Hemos aprendido todos a hacer de la mentira moneda de cambio. Algunas mentiras son benignas, las piadosas, que buscan solamente no ahondar más en la herida. Están también las mentiras coloquiales, esas que usamos para cuidar y adornar continua y convenientemente nuestros egos. Pero hay más, muchas más, como esas otras funcionales o utilitarias, que son como una especie de engrase del desarrollo económico. Tan sutiles han llegado a ser que apenas las percibimos porque, entre otras cosas, van envueltas en una especie de barniz milagroso que es capaz de cambiar de signo su real sentido y así, por ejemplo, eficiencia, si rascamos un poquito por encima de la palabra, se convierte la mayoría de veces en explotación. Son mentiras que la sociedad ha aprendido a aceptar, aunque de mal gusto, como necesarias, imprescindibles para dar sustento a los sueños de nuestros guías que, aunque delirantes a veces, hemos aprendido a ver como una tasa necesaria que debemos pagar en nuestro afán de conquista y de progreso. Utilizando un símil gastronómico, estas metas que perseguimos, son como una rata hedionda que comemos ansiosos cuando tenemos a nuestra disposición nutritivos y sabrosos alimentos para completar nuestra dieta.

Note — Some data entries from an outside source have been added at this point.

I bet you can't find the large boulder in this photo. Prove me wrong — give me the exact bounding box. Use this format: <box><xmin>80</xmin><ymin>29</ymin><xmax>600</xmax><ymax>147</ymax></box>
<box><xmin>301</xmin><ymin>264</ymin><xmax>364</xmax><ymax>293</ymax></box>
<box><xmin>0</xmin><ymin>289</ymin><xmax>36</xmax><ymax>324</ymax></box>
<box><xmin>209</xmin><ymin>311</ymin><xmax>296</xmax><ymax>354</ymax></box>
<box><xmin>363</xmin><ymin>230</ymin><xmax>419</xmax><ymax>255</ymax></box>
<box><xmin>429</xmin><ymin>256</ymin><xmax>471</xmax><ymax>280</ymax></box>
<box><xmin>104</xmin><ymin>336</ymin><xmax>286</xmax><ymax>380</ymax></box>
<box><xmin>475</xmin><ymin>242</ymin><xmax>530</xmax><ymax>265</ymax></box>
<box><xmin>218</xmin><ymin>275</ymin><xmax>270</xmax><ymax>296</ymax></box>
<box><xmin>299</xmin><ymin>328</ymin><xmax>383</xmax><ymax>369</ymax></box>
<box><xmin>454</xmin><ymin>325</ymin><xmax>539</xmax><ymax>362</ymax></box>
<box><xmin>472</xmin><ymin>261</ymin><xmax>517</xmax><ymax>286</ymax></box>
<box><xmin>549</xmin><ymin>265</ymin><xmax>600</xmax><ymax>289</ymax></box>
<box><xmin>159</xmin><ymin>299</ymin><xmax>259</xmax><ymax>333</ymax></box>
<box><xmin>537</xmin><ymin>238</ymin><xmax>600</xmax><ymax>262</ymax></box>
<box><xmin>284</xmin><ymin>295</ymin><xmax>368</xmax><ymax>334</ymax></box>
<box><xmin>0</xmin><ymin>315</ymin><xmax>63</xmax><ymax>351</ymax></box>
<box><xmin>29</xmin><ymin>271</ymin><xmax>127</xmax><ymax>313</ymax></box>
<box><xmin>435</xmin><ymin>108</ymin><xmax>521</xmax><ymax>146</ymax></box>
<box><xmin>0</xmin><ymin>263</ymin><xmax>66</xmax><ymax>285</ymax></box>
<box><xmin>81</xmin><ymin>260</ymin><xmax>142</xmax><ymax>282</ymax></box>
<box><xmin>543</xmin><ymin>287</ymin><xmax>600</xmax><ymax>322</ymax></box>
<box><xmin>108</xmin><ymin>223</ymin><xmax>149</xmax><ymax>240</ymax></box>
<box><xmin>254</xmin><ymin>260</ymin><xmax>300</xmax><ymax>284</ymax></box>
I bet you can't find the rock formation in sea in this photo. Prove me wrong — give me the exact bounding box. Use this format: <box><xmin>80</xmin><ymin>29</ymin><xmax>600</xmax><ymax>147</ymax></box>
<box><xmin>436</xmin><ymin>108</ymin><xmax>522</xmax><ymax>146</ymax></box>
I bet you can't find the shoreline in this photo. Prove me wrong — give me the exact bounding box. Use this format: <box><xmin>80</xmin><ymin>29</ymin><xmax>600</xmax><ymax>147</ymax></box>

Pero existe una mentira especialmente gorda, la peor de todas, esa que se aprovecha de la buena gente y de sus buenos propósitos, que toma el cariz de santidad pero que, si abrimos bien los ojos a la realidad, no solo nos da gato por liebre, sino que nos enfrenta arteramente por falsos dioses o, también, por aspectos culturales o idiomáticos de nuestras distintas razas y pueblos.